Monitoring and predicting of air quality in smart cities using mobile sensor devices

نوع: Type: Thesis

مقطع: Segment: masters

عنوان: Title: Monitoring and predicting of air quality in smart cities using mobile sensor devices

ارائه دهنده: Provider: Anita karim ghassab pour

اساتید راهنما: Supervisors: Dr. Hatam Abdoli

اساتید مشاور: Advisory Professors: Dr. Muharram Mansoorizadeh

اساتید ممتحن یا داور: Examining professors or referees: Dr. Abbasi & Dr.Mohammadi

زمان و تاریخ ارائه: Time and date of presentation: 2025

مکان ارائه: Place of presentation: seminar

چکیده: Abstract: Air pollution is one of the most pressing public-health challenges worldwide. Although fixed air-quality monitoring stations are highly accurate, their capital and operational costs and sparse spatial coverage prevent them from capturing within-city heterogeneity at fine scales. In recent years, low-cost sensors and mobile platforms have emerged as practical complements; however, their raw measurements are strongly affected by humidity, temperature, and enclosure design and are unreliable without data-driven calibration. Building on the design and construction of a mobile sensing device and a complete “measurement–calibration–prediction” pipeline, this study proposes a low-cost, scalable approach for monitoring and forecasting air quality. The proposed hardware is tailored for mobile deployment and enables continuous measurements of particulate matter (PM2.5 and PM10) and other pollutants, along with environmental parameters (temperature and relative humidity) and geolocation coordinates. Data are collected in Hamedan along a predefined route during a specified period. On the data side, we conduct field quality control, spatio-temporal alignment, outlier filtering, and missing-value imputation. We train machine-learning models for calibrating low-cost sensors, including linear regression and tree-based models (random forest and gradient boosting, including XGBoost). The same framework is then used for prediction to estimate pollutant concentrations at selected locations in the city.
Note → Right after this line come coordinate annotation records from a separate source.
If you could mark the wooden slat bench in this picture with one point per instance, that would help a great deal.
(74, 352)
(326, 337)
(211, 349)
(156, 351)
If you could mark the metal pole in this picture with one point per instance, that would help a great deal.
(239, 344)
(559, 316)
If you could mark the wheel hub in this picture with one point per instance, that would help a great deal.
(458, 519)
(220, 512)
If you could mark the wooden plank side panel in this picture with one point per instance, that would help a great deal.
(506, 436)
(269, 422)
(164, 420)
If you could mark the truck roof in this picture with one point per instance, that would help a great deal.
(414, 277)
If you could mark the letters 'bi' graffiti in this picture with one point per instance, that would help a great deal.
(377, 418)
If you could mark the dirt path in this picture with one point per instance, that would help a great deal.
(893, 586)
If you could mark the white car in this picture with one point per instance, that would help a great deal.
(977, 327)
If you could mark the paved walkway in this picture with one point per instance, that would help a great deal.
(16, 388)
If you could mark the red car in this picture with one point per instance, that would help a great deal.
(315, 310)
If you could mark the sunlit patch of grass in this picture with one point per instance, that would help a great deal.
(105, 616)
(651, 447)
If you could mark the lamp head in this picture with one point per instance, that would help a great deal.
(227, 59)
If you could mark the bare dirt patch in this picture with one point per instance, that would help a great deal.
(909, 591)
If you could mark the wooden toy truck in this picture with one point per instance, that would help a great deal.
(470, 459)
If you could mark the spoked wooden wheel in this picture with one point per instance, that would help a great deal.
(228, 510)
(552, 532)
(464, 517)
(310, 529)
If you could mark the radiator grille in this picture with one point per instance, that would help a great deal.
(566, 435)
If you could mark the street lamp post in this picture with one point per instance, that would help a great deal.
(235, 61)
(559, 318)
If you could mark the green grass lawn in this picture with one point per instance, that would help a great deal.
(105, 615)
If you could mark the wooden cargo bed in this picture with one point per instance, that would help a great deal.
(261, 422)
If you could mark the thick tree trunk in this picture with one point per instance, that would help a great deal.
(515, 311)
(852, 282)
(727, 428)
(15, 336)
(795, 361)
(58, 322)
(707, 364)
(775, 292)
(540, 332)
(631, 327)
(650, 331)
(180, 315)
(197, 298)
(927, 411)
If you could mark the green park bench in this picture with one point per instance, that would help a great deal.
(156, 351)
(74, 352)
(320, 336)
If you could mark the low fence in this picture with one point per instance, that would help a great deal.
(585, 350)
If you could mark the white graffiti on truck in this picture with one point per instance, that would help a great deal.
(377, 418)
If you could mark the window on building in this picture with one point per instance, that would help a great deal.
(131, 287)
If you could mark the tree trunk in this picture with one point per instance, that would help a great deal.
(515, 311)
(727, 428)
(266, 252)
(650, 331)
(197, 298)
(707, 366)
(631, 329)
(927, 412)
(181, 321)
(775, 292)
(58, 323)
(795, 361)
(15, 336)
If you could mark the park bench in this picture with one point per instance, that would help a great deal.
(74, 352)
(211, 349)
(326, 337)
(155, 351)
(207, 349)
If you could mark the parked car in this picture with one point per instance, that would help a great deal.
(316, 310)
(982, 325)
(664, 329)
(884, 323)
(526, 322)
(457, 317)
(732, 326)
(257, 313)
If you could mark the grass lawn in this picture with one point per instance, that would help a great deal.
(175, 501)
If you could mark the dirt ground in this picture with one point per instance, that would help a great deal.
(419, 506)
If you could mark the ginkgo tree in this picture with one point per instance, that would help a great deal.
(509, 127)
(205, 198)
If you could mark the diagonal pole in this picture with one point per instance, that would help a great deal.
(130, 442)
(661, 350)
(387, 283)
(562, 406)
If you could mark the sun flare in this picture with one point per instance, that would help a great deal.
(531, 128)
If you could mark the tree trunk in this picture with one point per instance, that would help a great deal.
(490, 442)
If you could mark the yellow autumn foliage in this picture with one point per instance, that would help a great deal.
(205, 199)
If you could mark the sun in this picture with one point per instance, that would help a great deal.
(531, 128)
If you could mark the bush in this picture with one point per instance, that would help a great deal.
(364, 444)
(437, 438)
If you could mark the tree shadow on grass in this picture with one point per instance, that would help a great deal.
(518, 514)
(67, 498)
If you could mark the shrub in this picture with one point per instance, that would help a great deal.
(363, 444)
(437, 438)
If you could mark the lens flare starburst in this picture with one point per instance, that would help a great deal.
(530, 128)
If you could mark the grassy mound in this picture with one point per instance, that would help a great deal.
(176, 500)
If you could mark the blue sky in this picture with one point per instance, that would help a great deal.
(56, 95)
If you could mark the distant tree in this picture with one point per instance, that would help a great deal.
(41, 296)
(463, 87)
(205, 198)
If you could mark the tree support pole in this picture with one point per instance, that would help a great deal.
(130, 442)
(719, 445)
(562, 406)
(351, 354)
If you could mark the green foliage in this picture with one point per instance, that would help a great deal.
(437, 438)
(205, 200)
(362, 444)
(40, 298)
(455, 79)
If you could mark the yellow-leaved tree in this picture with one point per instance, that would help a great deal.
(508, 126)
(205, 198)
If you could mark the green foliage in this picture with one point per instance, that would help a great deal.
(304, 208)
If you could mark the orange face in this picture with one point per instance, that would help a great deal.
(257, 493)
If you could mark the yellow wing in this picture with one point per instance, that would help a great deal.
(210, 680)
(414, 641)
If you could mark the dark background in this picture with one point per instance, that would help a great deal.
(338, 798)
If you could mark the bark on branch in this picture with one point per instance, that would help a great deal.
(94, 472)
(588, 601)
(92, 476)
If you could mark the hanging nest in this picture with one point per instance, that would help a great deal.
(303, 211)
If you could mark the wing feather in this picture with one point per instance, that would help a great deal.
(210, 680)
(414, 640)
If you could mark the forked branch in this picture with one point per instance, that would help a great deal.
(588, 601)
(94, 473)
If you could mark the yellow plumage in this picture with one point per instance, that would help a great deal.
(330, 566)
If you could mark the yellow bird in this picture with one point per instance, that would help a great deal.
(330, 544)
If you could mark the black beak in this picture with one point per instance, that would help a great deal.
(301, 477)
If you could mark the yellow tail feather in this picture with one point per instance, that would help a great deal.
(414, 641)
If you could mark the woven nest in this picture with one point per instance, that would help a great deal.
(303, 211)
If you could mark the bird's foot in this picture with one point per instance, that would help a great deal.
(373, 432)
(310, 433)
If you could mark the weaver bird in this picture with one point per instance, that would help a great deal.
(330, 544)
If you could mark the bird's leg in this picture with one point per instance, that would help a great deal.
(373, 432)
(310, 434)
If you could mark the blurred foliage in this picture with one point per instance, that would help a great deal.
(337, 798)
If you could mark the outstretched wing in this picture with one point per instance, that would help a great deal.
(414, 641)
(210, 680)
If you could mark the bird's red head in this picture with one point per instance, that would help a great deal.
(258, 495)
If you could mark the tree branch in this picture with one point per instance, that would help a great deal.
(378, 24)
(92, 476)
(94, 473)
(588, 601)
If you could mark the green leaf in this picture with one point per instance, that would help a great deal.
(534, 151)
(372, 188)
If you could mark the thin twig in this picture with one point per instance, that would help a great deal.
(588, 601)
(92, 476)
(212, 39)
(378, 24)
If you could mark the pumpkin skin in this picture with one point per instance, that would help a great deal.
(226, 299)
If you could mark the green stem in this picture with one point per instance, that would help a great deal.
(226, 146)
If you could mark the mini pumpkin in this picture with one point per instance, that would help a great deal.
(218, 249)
Model performance is evaluated with standard metrics (MAE, RMSE, MSE, and R²) and compared against reference readings. Results show that calibration aided by environmental variables significantly improves measurement accuracy; the R² achieved for particulate-matter calibration with XGBoost is about 0.66–0.72. For prediction, the Lasso model (RMSE = 0.44–3.50) and the XGBoost model (RMSE = 0.94–3.94) deliver the best performance compared with the other machine-learning and time-series models. The main contribution is an integrated, operational solution that provides urban-scale air-quality mapping and forecasting at low cost with acceptable accuracy.